Total RNA purified from undifferentiated ASCs (n = 5), as well as cells subjected to differentiation conditions for 7 days (n = 4) and 21 days (n = 6) were subjected to array analysis. In vitro transcription was performed using the Ambion Message Amp Premier Enhanced assay protocol (Ambion Inc, Austin, TX) starting with 500 ng of purified total RNA. Confirmation of cRNA diversity was obtained using the Bioanalyzer 2100 to characterize sample yield, integrity, and size diversity against a Universal Human Reference RNA (Stratagene, La Jolla, CA). Fifteen micrograms of purified, amplified, biotin labeled cRNA was fragmented and hybridized onto Affymetrix Human Genome HGU133A plus 2.0 arrays (Affymetrix Corp., Santa Clara, CA) for 18 h. Washing, staining and scanning of arrays was performed on the Affymetrix Fluidics Station 450 and Scanner 3000 immediately after completion of hybridization. The preparation of cRNA and hybridization to microarrays was performed by Gene Logic Inc. Data quality was assessed by using pre-normalized data to generate degradation plots and compare 3′–5′ rations for all the actin and GAPDH probesets [20]. Microarray data was processed using the Expression Console (Affymetrix) with signal intensity calculated by Microarray Suite version 5.0 (MAS 5.0).

Microarray data analysis

Data analysis to determine differential gene expression profiles was performed by importing MAS 5.0 intensity data into the Partek Genomics Suite Version 6.4 (St. Louis, MO) for analysis of variance (ANOVA) based on time in culture. Post hoc testing employed the Fisher’s exact test adjusted to correct for false discovery rates (q < 0.05) associated with multiple testing. We also performed unsupervised hierarchical clustering to test for gene expression patterns among the three cell populations. In order to determine biologically significant networks and canonical pathways relevant to adipogenesis, we utilized Ingenuity Pathway Analysis (IPA Suite, Ingenuity Systems; http://www.ingenuity.com, Mountain View, CA). Only differentially expressed genes (−2.0 > fold-change >2.0; q value <0.05) were included in each IPA core analysis. Genes were mapped to genetic networks and statistically ranked based on the number of differentially expressed genes among the eligible molecules in the network. Microarray data sets obtained through this study will be deposited in NCBI’s Gene Expression Omnibus (GEO).
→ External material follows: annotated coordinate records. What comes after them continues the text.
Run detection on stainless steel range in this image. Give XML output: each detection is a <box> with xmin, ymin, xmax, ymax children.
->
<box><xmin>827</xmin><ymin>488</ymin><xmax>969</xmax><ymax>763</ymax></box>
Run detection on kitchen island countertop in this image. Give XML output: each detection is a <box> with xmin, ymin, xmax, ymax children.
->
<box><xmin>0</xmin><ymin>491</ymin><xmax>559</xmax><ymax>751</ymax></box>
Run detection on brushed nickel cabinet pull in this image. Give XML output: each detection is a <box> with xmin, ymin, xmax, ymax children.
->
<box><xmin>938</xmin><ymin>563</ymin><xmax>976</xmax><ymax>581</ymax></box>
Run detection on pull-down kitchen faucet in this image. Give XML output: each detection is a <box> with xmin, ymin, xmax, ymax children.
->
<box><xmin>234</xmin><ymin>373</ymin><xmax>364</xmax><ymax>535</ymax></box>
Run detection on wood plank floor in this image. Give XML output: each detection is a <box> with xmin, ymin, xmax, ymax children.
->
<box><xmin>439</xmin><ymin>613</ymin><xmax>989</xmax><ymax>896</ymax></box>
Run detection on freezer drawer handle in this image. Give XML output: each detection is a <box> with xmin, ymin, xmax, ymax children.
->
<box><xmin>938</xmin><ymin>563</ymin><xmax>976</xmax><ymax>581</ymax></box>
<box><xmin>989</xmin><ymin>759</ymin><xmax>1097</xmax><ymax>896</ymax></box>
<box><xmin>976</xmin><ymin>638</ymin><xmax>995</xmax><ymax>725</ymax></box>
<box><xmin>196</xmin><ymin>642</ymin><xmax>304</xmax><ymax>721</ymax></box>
Quantitative reverse transcription- PCR

The protocols for reverse transcription reactions and real-time PCR were previously described [21]. Pooled, total RNA (400 ng) from each of the three cell populations (undifferentiated ASCs, 7- and 21-day differentiated ASCs) were mixed with 300 ng of random primers (Invitrogen Corporation) and reverse transcribed in 60 μl reactions. Real-time PCR amplification and detection of templates were performed in triplicate assays carried out on an Applied Biosystems PRISM 7900HT system using Applied Biosystems Taqman transcript-specific assays as listed in Table 1. Using the comparative critical cycle (Ct) method and using glyceraldehyde phosphate dehydrogenase (GAPDH) as the endogenous control, the expression levels of the target genes were normalized using a 95 % confidence interval. The relative expression of the genes from each sample set was averaged and statistical analysis for significance was performed using a Student’s t-test.
Table 1

Taqman Probes used for QRT-PCR Assay

PROBES

TAQMAN SPECIFIC TRANSCRIPT ASSAY ACCESSION NO

Adiponectin

Hs00605917_m1

Fatty acid binding protein (FABP4)

Hs01086177_m1

Fibroblast growth factor-1 (FGF1)

Hs00265254_m1

Fibroblasts growth factor-11 (FGF11)

Hs00182803_m1

Hairy and enhancer of split-1 (Hes1)

Hs00172878_m1

Perilipin 4 (PRLN4)

Hs00287411_m1

Periostin (POSTN)

Hs00170815_m1

Protein phosphatase 1, regulatory (inhibitor) subunit 1A (PPP1R1A)

Hs00410058_m1

Radical S-adenosyl methionine domain containing 2 (RSAD2)

Hs00369813_m1

GAPDH

Hs02758991_g1

Results

Adipored confirmation of differentiation to adipocyte lineage

The AdipoRed assay was employed to monitor accumulation of intracellular lipid at 7 and 21 days of adipogenic cell culture media consistent with a protocol directing differentiation into the adipocyte phenotype. Under the microscope 21-day differentiated cells showed increased fine red-colored lipid droplets bounded by the cell membrane compared to both undifferentiated and 7-day differentiated ASCs (Fig. 1a). Quantitative analysis of intracellular lipid accumulation based on cellular fluorescence confirmed the increased levels of lipid present with time in differentiation media (Fig. 1b).
Fig. 1

Intracellular lipid accumulation in undifferentiated, 7- and 21-day differentiated ASCs: a Phase contrast images of cells (10x magnification) are presented in the top panel and the corresponding AdipoRed stained images are shown in the bottom panel. These are representative photographs from two independent experiments each performed in duplicate. b Quantification of intracellular lipid showed significantly increased accumulation of lipid droplets in 21-day differentiated ASCs versus undifferentiated and 7-day differentiated ASCs. Values represent mean ± SEM of two independent experiments performed in triplicate. Statistical analysis was performed using Student’s t test and p < 0.05 was considered significant

Microarray analysis of differential gene expression

Comprehensive RNA degradation plots of individual mean probe intensities indicated comparable transcript integrity across all samples and culture periods (Additional file 1a). Box plot analysis of individual array sample intensities demonstrated comparable dispersion of the individual data sets, regardless of patient source, eliminating the need for additional normalization based on constitutive markers and secondary smoothing of the raw intensity data prior to statistical evaluation (Additional file 1b). Furthermore, these results also indicated that each sample set exhibited a comparable broad diversity of transcripts unaffected by noise and not skewed by outliers.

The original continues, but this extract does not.